Puis lui jetant le bras autour du cou:

– Ça, maintenant, ami, causons, et dis-moi comment tu te trouves en Flandre quand je te croyais à Paris.

– Mon frère, dit Henri à l'amiral, la vie m'était devenue insupportable à Paris, et je suis parti pour vous retrouver en Flandre.

– Toujours par amour? demanda Joyeuse.

– Non, par désespoir. Maintenant, je vous le jure, Anne, je ne suis plus amoureux; ma passion, c'est la tristesse.

– Mon frère, mon frère, s'écria Joyeuse, permettez-moi de vous dire que vous êtes tombé sur une misérable femme.

– Comment cela?

– Oui, Henri, il arrive qu'à un certain degré de méchanceté ou de vertu, les êtres créés dépassent la volonté du créateur et se font bourreaux et homicides, ce que l'Église réprouve également; ainsi, par trop de vertu, ne pas tenir compte des souffrances d'autrui, c'est de l'exaltation barbare, c'est une absence de charité chrétienne.

– Oh! mon frère, mon frère, s'écria Henri, ne calomniez point la vertu!

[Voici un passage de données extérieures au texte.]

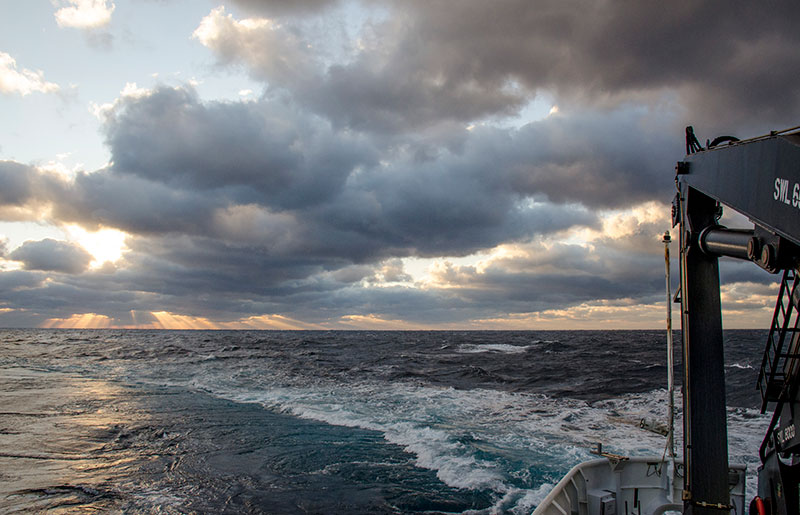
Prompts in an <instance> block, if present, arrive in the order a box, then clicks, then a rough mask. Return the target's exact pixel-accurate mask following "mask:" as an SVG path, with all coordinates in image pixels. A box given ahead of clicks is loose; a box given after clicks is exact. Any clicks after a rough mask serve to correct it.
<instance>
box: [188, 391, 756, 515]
mask: <svg viewBox="0 0 800 515" xmlns="http://www.w3.org/2000/svg"><path fill="white" fill-rule="evenodd" d="M217 379H218V380H219V381H217V380H215V379H214V378H212V377H207V378H205V379H204V380H200V381H197V382H196V383H195V386H201V385H202V387H203V390H204V391H207V392H209V393H211V394H213V395H216V396H220V397H224V398H227V399H229V400H232V401H236V402H248V403H253V402H255V403H259V404H261V405H262V406H264V407H265V408H267V409H270V410H274V411H277V412H281V413H285V414H290V415H293V416H297V417H299V418H304V419H309V420H314V421H318V422H323V423H326V424H331V425H335V426H341V427H351V428H359V429H366V430H372V431H377V432H379V433H380V434H381V435H382V437H383V439H384V440H385V441H386V442H388V443H390V444H394V445H398V446H400V447H401V448H402V449H403V450H405V451H406V452H408V453H410V454H411V455H413V457H414V462H415V464H416V465H417V466H418V467H421V468H425V469H429V470H432V471H434V472H435V473H436V476H437V477H438V478H439V480H441V481H442V482H443V483H445V484H446V485H448V486H450V487H452V488H459V489H469V490H489V491H492V492H494V493H495V496H496V498H497V503H498V504H497V505H496V507H497V509H496V510H495V511H503V512H516V511H520V512H524V511H527V512H529V511H530V508H531V507H532V506H535V505H536V504H537V503H538V502H540V501H541V499H543V498H544V496H545V495H546V494H547V491H549V489H550V487H551V485H552V484H555V483H556V482H557V481H558V480H559V479H560V477H561V476H562V475H563V474H564V473H566V472H567V471H568V470H569V469H570V468H571V467H572V466H573V465H575V464H577V463H578V462H580V461H584V460H586V459H589V458H591V457H592V456H591V455H590V453H589V450H590V449H591V448H593V447H594V444H595V443H597V442H602V443H603V444H604V447H606V448H607V449H609V450H611V451H612V452H616V453H619V454H626V455H631V456H636V455H650V456H660V455H661V454H662V453H663V451H664V446H665V443H666V440H665V438H663V437H662V436H660V435H656V434H653V433H650V432H648V431H646V430H643V429H641V428H640V424H641V420H642V419H645V418H646V419H650V420H662V419H666V409H667V400H666V392H665V390H663V389H659V390H654V391H650V392H645V393H641V394H629V395H624V396H621V397H619V398H615V399H611V400H607V401H602V402H594V403H589V402H587V401H582V400H577V399H570V398H566V399H564V398H559V399H556V398H552V397H548V396H546V395H539V394H531V393H514V392H505V391H497V390H488V389H470V390H459V389H455V388H452V387H439V386H427V385H415V384H409V383H397V384H387V383H368V382H362V383H353V384H335V383H331V382H327V381H319V382H317V383H314V384H304V385H280V386H278V385H263V386H262V387H255V386H256V385H242V384H239V385H234V384H230V383H229V381H228V380H227V379H223V378H221V377H219V378H217ZM226 383H227V384H226ZM677 402H678V403H680V399H678V401H677ZM767 422H768V420H767V418H766V416H764V415H760V414H758V412H757V411H756V410H748V409H743V408H737V409H735V410H730V412H729V447H730V452H731V461H732V462H742V461H744V462H746V463H747V465H748V470H749V471H752V472H751V473H752V474H754V473H755V470H756V468H757V457H756V455H757V449H758V444H759V443H760V440H759V439H760V435H762V434H763V431H764V429H765V428H766V424H767ZM676 427H677V439H678V441H680V438H681V436H680V434H681V431H680V429H681V427H682V423H681V420H680V418H678V420H676ZM754 435H755V436H754ZM754 478H755V476H754V475H753V476H752V477H751V478H749V479H750V485H751V488H755V487H754V486H753V485H755V480H754ZM748 493H749V492H748ZM753 494H754V492H753Z"/></svg>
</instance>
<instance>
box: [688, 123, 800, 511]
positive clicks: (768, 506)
mask: <svg viewBox="0 0 800 515" xmlns="http://www.w3.org/2000/svg"><path fill="white" fill-rule="evenodd" d="M798 129H800V127H795V128H794V129H789V130H786V131H781V132H772V133H770V134H768V135H765V136H761V137H758V138H753V139H749V140H745V141H739V140H737V139H736V138H733V137H721V138H717V139H716V140H714V141H712V142H707V143H706V146H705V147H703V146H702V145H701V144H700V142H699V141H698V140H697V138H696V136H695V135H694V131H693V129H692V128H691V127H687V129H686V152H687V155H686V157H685V158H684V159H683V160H682V161H680V162H678V164H677V166H676V178H675V180H676V185H677V188H678V194H677V195H676V197H675V201H674V202H673V226H676V225H677V226H679V230H680V252H681V253H680V271H681V284H680V302H681V324H682V332H683V384H684V397H683V412H684V449H683V450H684V465H685V478H684V487H683V496H682V499H683V511H684V513H687V514H715V515H717V514H719V513H728V512H730V508H731V506H730V505H729V503H730V501H729V499H730V494H729V465H728V453H727V448H728V441H727V426H726V417H725V416H726V411H725V405H726V404H725V382H724V364H723V339H722V316H721V311H720V284H719V267H718V258H719V257H720V256H728V257H733V258H737V259H742V260H748V261H751V262H753V263H754V264H755V265H757V266H760V267H761V268H763V269H765V270H767V271H768V272H770V273H773V274H781V275H780V276H781V281H780V291H779V295H778V300H777V303H776V306H775V311H774V316H773V320H772V324H771V326H770V330H769V335H768V339H767V342H766V345H765V350H764V355H763V358H762V364H761V369H760V371H759V377H758V385H757V386H758V389H759V390H760V392H761V399H762V403H761V411H762V413H765V412H767V411H768V410H771V411H772V413H773V415H772V419H771V422H770V425H769V428H768V430H767V434H766V436H765V438H764V441H763V444H762V445H761V448H760V450H759V455H760V458H761V463H762V464H761V466H760V467H759V472H758V497H756V498H755V499H753V500H752V502H751V503H750V513H756V514H759V515H761V514H779V515H795V514H798V513H800V488H798V483H800V432H798V430H797V428H798V426H799V425H800V400H799V399H798V388H799V387H800V328H798V320H800V319H799V318H798V312H799V311H800V289H799V288H798V287H797V286H798V277H799V276H798V273H799V272H798V265H800V131H799V130H798ZM722 206H725V207H726V208H728V209H733V210H734V211H736V212H738V213H741V214H742V215H744V216H746V217H747V218H748V219H749V220H750V222H751V223H752V224H753V226H752V228H749V227H747V228H736V229H733V228H726V227H722V226H721V225H719V223H718V222H719V219H720V215H721V209H722Z"/></svg>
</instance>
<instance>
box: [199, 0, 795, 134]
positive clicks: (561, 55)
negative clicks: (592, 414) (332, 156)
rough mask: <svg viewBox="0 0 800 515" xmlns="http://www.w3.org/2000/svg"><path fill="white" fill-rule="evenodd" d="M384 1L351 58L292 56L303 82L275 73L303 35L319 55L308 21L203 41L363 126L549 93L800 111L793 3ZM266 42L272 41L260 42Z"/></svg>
mask: <svg viewBox="0 0 800 515" xmlns="http://www.w3.org/2000/svg"><path fill="white" fill-rule="evenodd" d="M242 3H245V4H249V5H255V4H257V2H242ZM326 4H327V3H326ZM261 5H263V6H264V7H265V8H267V7H266V6H267V5H269V4H266V3H262V4H261ZM304 5H306V6H308V4H304ZM383 5H384V6H385V7H386V8H387V9H388V14H386V15H385V16H384V18H382V19H378V20H375V19H372V20H370V21H369V22H368V23H367V25H365V27H364V31H363V33H362V34H360V35H359V37H360V39H361V41H362V42H366V44H362V46H361V47H359V49H358V50H357V51H356V53H355V55H354V57H345V58H341V60H340V61H338V62H337V61H335V62H333V63H330V62H327V61H324V60H322V59H317V60H314V58H313V57H312V55H311V54H310V52H309V51H307V50H304V51H303V52H302V57H300V54H295V57H294V58H293V59H296V60H297V61H298V65H299V66H300V67H301V68H302V69H304V70H305V72H304V73H302V74H299V75H287V74H286V73H283V72H281V71H280V70H279V69H277V68H275V67H274V56H275V55H276V52H275V51H276V50H278V49H281V48H283V49H286V48H287V45H288V44H289V43H288V42H290V41H294V42H295V43H293V44H292V47H293V48H300V47H303V48H306V47H305V46H304V45H300V44H299V43H298V41H297V40H298V38H300V39H302V38H303V37H305V38H307V39H308V41H306V42H307V44H308V45H311V46H312V47H314V45H313V40H312V36H311V35H304V34H305V33H304V32H303V30H302V23H301V22H300V21H297V20H294V21H291V20H286V23H285V24H284V25H282V26H281V28H279V29H276V28H274V27H273V28H269V29H266V28H265V29H264V30H263V31H262V32H258V31H252V30H236V29H233V28H231V30H229V31H228V32H226V34H225V37H224V39H220V40H218V41H207V42H206V44H207V45H208V46H209V47H210V48H211V49H212V50H214V51H215V52H216V53H217V56H218V58H219V60H220V61H221V62H224V63H241V64H244V65H246V66H247V67H248V68H249V69H250V71H251V74H252V75H253V76H254V77H256V78H259V79H262V80H265V81H266V82H268V83H269V84H270V85H273V86H279V87H283V88H286V89H287V90H289V91H291V93H292V95H293V96H294V98H295V99H296V100H298V101H300V102H302V103H304V104H305V105H308V106H310V107H313V108H314V109H315V110H316V111H317V112H319V113H323V114H325V115H326V116H328V117H330V119H331V120H333V121H334V122H335V123H337V124H342V125H345V126H349V127H353V128H357V129H360V130H372V131H374V130H381V131H393V132H394V131H405V130H409V129H414V130H418V129H419V128H423V127H427V126H431V125H434V124H440V123H443V122H446V121H448V120H449V121H460V122H465V121H469V120H476V119H481V118H485V117H490V116H497V115H507V114H509V113H513V112H516V111H517V110H518V109H519V108H520V107H522V106H523V105H524V104H525V103H526V102H527V101H528V100H530V99H531V98H532V97H533V96H535V95H536V94H539V93H540V92H547V93H548V94H552V95H554V96H555V98H556V99H557V101H558V102H559V103H562V102H563V103H565V104H568V105H574V106H576V107H577V106H586V105H593V106H603V105H605V106H611V105H619V104H620V103H621V102H630V101H631V100H634V101H644V102H662V101H664V99H665V98H672V99H673V100H676V101H677V104H676V105H675V107H676V108H681V109H683V110H684V111H683V114H684V115H685V116H687V118H688V121H692V122H694V123H695V124H696V125H698V126H701V127H706V128H707V129H708V130H710V131H718V130H723V129H730V128H731V127H737V126H741V125H745V126H747V127H753V128H754V130H764V126H765V125H768V124H773V125H775V124H777V126H778V127H784V126H790V125H791V124H793V123H794V122H795V119H794V118H795V115H796V113H797V112H798V109H800V95H798V89H797V88H798V87H797V86H796V85H794V84H795V81H794V80H793V79H794V76H793V73H794V70H796V69H798V67H800V56H798V55H797V53H796V52H793V51H792V50H791V49H793V48H796V47H797V46H798V43H800V35H799V34H798V33H797V31H796V30H795V29H796V27H797V25H798V22H799V21H800V9H798V8H797V6H796V5H795V3H794V2H789V1H784V2H777V3H773V4H770V5H769V6H763V5H761V4H754V3H747V2H736V3H733V4H730V5H727V6H726V8H725V9H719V6H718V5H717V4H716V3H715V2H710V1H706V2H679V3H678V4H674V3H673V4H669V5H665V4H659V3H656V2H638V3H635V4H631V3H615V2H606V3H600V4H598V3H597V2H591V1H588V0H586V1H584V2H580V3H579V4H577V5H576V4H575V3H570V4H568V5H567V4H564V3H563V2H558V1H556V0H553V1H547V2H537V3H536V4H531V3H530V2H527V1H525V0H510V1H504V2H491V3H487V2H482V1H478V0H476V1H465V2H459V5H458V15H457V16H454V15H453V6H452V4H450V3H449V2H441V1H432V2H431V1H424V2H423V1H412V2H406V1H403V2H389V1H387V2H385V3H384V4H383ZM265 34H269V37H270V41H271V42H272V43H271V44H269V45H267V44H265V45H261V46H260V47H259V45H255V44H254V43H255V41H256V40H257V39H259V38H263V37H265ZM278 53H279V52H278ZM287 55H293V54H287ZM270 56H272V57H270ZM328 61H329V60H328ZM323 62H327V64H323ZM312 67H315V69H312ZM754 120H759V121H758V122H755V121H754ZM767 128H775V127H774V126H769V125H768V126H767Z"/></svg>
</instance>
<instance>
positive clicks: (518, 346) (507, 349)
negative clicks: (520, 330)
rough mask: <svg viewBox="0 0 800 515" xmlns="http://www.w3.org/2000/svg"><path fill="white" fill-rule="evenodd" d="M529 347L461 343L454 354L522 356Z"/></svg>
mask: <svg viewBox="0 0 800 515" xmlns="http://www.w3.org/2000/svg"><path fill="white" fill-rule="evenodd" d="M531 347H532V346H531V345H511V344H508V343H462V344H461V345H459V346H458V347H457V348H456V352H458V353H460V354H478V353H482V352H497V353H502V354H522V353H524V352H527V351H528V349H530V348H531Z"/></svg>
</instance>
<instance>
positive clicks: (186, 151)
mask: <svg viewBox="0 0 800 515" xmlns="http://www.w3.org/2000/svg"><path fill="white" fill-rule="evenodd" d="M106 134H107V142H108V145H109V147H110V148H111V152H112V160H113V166H112V168H113V171H114V172H116V173H117V174H120V175H126V176H127V175H135V176H138V177H141V178H144V179H147V180H151V181H156V182H160V183H164V184H167V185H169V186H170V187H172V188H176V189H189V190H208V191H211V190H214V191H216V192H218V193H219V194H221V195H223V196H225V197H228V198H229V199H230V200H235V201H238V202H248V201H256V202H262V203H268V204H271V205H275V206H280V207H282V208H291V207H299V206H302V205H303V204H315V203H318V202H320V201H322V200H324V199H325V198H326V197H329V196H332V195H335V194H336V193H337V192H338V191H339V190H340V189H341V188H342V186H343V184H344V181H345V179H346V178H347V176H348V175H349V174H350V173H351V172H352V171H353V169H354V168H356V167H357V166H363V165H369V164H371V163H373V162H375V160H376V157H375V155H374V153H373V151H372V150H371V149H369V148H367V147H366V146H365V145H363V144H362V143H361V142H359V141H358V139H357V138H355V137H354V138H348V137H347V136H346V135H343V134H334V133H332V132H331V131H330V129H328V128H326V127H325V125H324V124H314V123H313V122H312V121H311V120H310V119H307V118H305V117H303V116H301V115H298V114H297V113H295V112H293V111H292V110H291V109H290V108H287V107H286V106H284V105H282V104H280V103H278V102H273V103H269V104H266V103H262V104H255V103H219V102H212V103H208V104H203V103H201V102H200V101H199V99H198V98H197V95H196V94H195V92H194V91H193V90H191V89H184V88H175V89H173V88H160V89H159V90H157V91H156V92H154V93H153V94H150V95H147V96H145V97H143V98H139V99H130V100H129V101H128V102H127V103H126V106H125V108H124V109H122V110H121V112H120V113H119V114H118V115H117V116H113V117H111V118H110V119H109V120H108V122H107V124H106Z"/></svg>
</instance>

– Oh! je ne calomnie pas la vertu, Henri; j'accuse le vice, et voilà tout. Je le répète donc, cette femme est une misérable femme, et sa possession, si désirable qu'elle soit, ne vaudra jamais les tourments qu'elle te fait souffrir. Eh! mon Dieu, c'est dans un pareil cas qu'on doit user de ses forces et de sa puissance, car on se défend légitimement, bien loin d'attaquer, par le diable! Henri, je sais bien qu'à votre place, moi, je serais allé prendre d'assaut la maison de cette femme; je l'aurais prise elle-même comme j'aurais pris sa maison, et ensuite, lorsque, selon l'habitude de toute créature domptée, qui devient aussi humble devant son vainqueur qu'elle était féroce avant la lutte; lorsqu'elle serait venue jeter ses bras autour de votre cou en vous disant: Henri, je t'adore! alors je l'eusse repoussée en répondant: Vous faites bien, madame, c'est à votre tour, et j'ai assez souffert pour que vous souffriez aussi.

Henri saisit la main de son frère.

– Vous ne pensez pas un mot de ce que vous avancez là, Joyeuse, lui dit-il.

– Si, par ma foi.

– Vous si bon, si généreux!

– Générosité avec les gens sans cœur, c'est duperie, frère.

– Oh! Joyeuse, Joyeuse, vous ne connaissez point cette femme.

– Mille démons! je ne veux pas la connaître.

– Pourquoi cela?

– Parce qu'elle me ferait commettre ce que d'autres nommeraient un crime, et que je nommerais, moi, un acte de justice.

– Oh! mon bon frère, dit le jeune homme avec un angélique sourire, que vous êtes heureux de ne pas aimer! Mais, s'il vous plaît, monseigneur l'amiral, laissons là mon fol amour, et causons des choses de la guerre.